Thankfully their driving version of the Screamin' Jay Hawkins classic "I Put a Spell on You" is next and it's the best cut on the album. Vincent's organ performance is magnificent and AB does some very admirable soul shouting. (I just about wore the grooves out on this track alone.) "Spontaneous Apple Creation" has a good bit of general weirdness and spacey effects going on behind AB's narration of a convoluted tale. There's not much to it but Drachen Theaker's jazzy drums are worth listening for. By now the label executives had to be asking Arthur "Do you have any songs that aren't about the devil?" and so we get the very out-of-place pop ditty "Rest Cure" that would have been better suited for someone like LuLu to cover.

Speaking of drums, the opening snare salvo by Theaker on James Brown's "Money" is yet another highlight of the proceedings. Again, AB comes through with a very soulful vocal to do the tune justice. The most progressive cut is the ender, "Child of My Kingdom" wherein they take you through various and sometimes odd musical phases. It starts with an eerie melody, then breaks into a jazzy piano swing, then moves to a "mod" chorus complete with unison whistling, then transitions into a blues shuffle and a barrelhouse piano solo. They jump in and out of these segments, making this track unpredictable yet compelling entertainment.

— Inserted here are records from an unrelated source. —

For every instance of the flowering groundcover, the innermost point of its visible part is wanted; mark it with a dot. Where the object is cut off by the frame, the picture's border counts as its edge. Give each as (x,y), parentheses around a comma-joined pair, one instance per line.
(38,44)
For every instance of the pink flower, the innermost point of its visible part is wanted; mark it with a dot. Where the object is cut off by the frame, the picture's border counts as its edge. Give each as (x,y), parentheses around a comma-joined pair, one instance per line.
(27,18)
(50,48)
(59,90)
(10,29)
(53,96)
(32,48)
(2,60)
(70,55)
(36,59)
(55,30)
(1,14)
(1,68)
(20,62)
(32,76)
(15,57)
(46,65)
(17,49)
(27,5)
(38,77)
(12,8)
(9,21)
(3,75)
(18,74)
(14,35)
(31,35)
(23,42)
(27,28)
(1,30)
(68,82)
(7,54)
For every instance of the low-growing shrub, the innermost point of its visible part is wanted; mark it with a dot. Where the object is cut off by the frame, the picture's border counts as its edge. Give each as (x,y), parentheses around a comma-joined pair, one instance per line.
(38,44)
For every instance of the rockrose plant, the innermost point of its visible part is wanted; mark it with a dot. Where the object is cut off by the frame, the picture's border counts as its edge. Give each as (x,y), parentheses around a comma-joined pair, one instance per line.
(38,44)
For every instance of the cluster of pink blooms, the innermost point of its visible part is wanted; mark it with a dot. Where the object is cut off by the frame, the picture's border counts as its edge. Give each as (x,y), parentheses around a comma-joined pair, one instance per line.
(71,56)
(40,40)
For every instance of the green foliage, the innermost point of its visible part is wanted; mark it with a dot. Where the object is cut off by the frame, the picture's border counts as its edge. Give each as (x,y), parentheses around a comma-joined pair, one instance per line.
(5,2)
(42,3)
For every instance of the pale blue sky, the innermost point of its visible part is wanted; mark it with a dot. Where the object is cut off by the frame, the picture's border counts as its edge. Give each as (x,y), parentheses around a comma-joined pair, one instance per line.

This eccentric, demonically-possessed album peaked at a lofty #7. Alas, Arthur Brown was never able to come within screaming distance of the charts ever again. He eventually moved to Austin, Texas and started a house painting company with former Mothers of Invention drummer Jimmy Carl Black. But his influence upon later shock rock performers and Vincent Crane's impact on progressive rock with his mighty Hammond B3 organ cannot be overlooked. It certainly got my undivided attention as an impressionable proto-prog teen. I now look at this album as a well done novelty piece more than anything else but for the progressive rock historian it's a definite must- have. 3.5 stars.